Devoted to the Propagation and Defense of New Testament Christianity
October 1, 1964

Progress In Nigeria

George Pennock

God continues to bless the efforts put forth in both the Western and Mid-West Regions of Nigeria. Five churches have been established so far in 1964 — Warn, Koko, Oke Ado in Madan, Owo and a church that meets five miles from Benin just off the Asaba Road. The name of this village escapes me at the moment.


Brother Vincent Oritsejolone moved from Sapele to Warri, and finding no church of the Lord in that place he set about to establish one.

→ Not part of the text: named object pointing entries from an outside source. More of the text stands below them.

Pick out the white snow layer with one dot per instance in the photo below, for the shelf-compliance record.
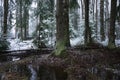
(16, 44)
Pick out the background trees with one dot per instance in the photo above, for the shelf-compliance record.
(62, 23)
(50, 21)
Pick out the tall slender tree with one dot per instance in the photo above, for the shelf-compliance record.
(111, 43)
(5, 16)
(102, 33)
(62, 23)
(87, 38)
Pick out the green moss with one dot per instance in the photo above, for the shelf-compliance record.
(60, 49)
(111, 46)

The church had existed in Warri a few years ago; and they could even boast of a man working among them who was at least practically supported by the brethren in the U.S.A. Late in 1962, brethren Aude McKee and Paul Earnhart went to Warri to preach in the streets and to strengthen and edify the brethren. To their suprise and chagrin, they discovered that the preacher had disappeared and the church scattered. For more than a year, no church met in Warri. Then brother Oritsejolone moved there, and without any outside help, he has thus far managed to convert six men. They meet regularly in his room. This figure was correct back in April, but more may now be meeting with Brother Oritsejolone. At this time, it was my privilege to spend one Lord's day morning with these brethren. Warri, in the Mid-West Region, is located in the Niger delta, south of Benin City and Sapele.

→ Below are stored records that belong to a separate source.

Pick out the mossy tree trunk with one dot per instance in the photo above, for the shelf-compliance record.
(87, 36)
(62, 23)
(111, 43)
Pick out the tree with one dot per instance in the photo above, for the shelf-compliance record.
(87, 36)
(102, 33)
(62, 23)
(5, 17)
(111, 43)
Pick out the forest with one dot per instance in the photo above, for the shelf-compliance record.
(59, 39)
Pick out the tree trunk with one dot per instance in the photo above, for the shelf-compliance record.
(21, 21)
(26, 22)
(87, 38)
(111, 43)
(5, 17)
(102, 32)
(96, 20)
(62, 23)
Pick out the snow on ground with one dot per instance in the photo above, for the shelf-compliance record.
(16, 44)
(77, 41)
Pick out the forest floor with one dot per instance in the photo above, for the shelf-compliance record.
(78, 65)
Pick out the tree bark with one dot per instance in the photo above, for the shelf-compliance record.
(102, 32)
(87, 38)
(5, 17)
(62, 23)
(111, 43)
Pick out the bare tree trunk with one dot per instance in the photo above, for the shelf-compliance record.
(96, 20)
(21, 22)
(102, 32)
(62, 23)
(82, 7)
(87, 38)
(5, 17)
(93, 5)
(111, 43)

The church in Koko began in much the same fashion as the church in Warri. Brother Cosmos Akpan moved from Sapele to Koko because of his w o r k. Though there was no church meeting in that place, he found several Ibos and Efiks working in Koko, who were also members of the Lord's body, and they began meeting regularly. Brother Akpan is himself an Efik, but unlike himself, these brethren had come from the Eastern Region to Koko. Brother Akpan's job is very time consuming and demanding He feels that this fact is hurting the growth of the work in Koko. He has never made any appeal for financial support; but he has appealed both to the brethren in Sapele and to us here in Ibadan, to "support his efforts" by coming and preaching publicly when possible. Koko is only a short distance downstream from Sapele, but is more than thirty miles of bad road, for there is no road going directly from Sapele to Koko, and one must go ten miles back toward Benin City and then approach Koko by a most indirect route. Brother Ekanem (the preacher in Sapele) rides his bicycle regularly to the three rubber camps on the north side of the Sapele river (churches meet in all three rubber camps), but to ride to Koko and back on a bicycle is another matter. Once brother Earnhart is settled in Sapele, he undoubtedly will be able to provide some of the assistance that the Koko brethren have been requesting. It was the writer's privilege to preach in Koko back in April. The crowd was large and interest good.

Five Miles From Benin

This church also began early in 1964, mainly as a result of the efforts of brother Solomon Etuk who labors at Benin City. Like Koko and Warri, this church is small, but a beginning has been made and by the grace of God it will grow. Some of the Benin brethren take turns cycling the five miles, and in so doing provide these brethren with regular assistance. In April, brother Earnhart and I visited this village twice. One afternoon, brother Eamhart spoke to the brethren, while the writer preached on the street. On another occasion, brother Etuk did the public preaching.

Oke Ado

Oke Ado is an area in the city of Ibadan. During the last week in January, thirteen people who lived in this area were baptized. The church met for the first time on February 2. More than sixty were present at the first service. Many however, were merely curious, and not all were sympathetic toward truth. During the first week in February, some of their former denominational brethren engaged in an active campaign to discourage and turn people from the truth. Yet on February 9, fifty-two were present at the morning service, and thirty in the evening. These figures were just about average for the first six months. These brethren are doing well, and it is a great thrill to watch them grow in the grace and knowledge of our Lord Jesus Christ.


The Owo church is the youngest of all the churches in western Nigeria and an account of its beginning appeared in the Gospel Guardian not long ago. Of the churches born in 1964, three numbered among their original members at least one man who was not a babe in Christ. This was a distinct advantage. Two did not. Oke Ado had no such member, but situated as they were in Ibadan, they received much assistance from members of the other Ibadan churches. The Owo situation is unique. ALL of the members are babes in Christ; and they are not situated in such a favorable position geographically like Oke Ado. Owo is one hundred-fifty miles of bad road from Ibadan. The path ahead of them is a long difficult one, but by the grace of God, a crown of life awaits for those who endure unto the end.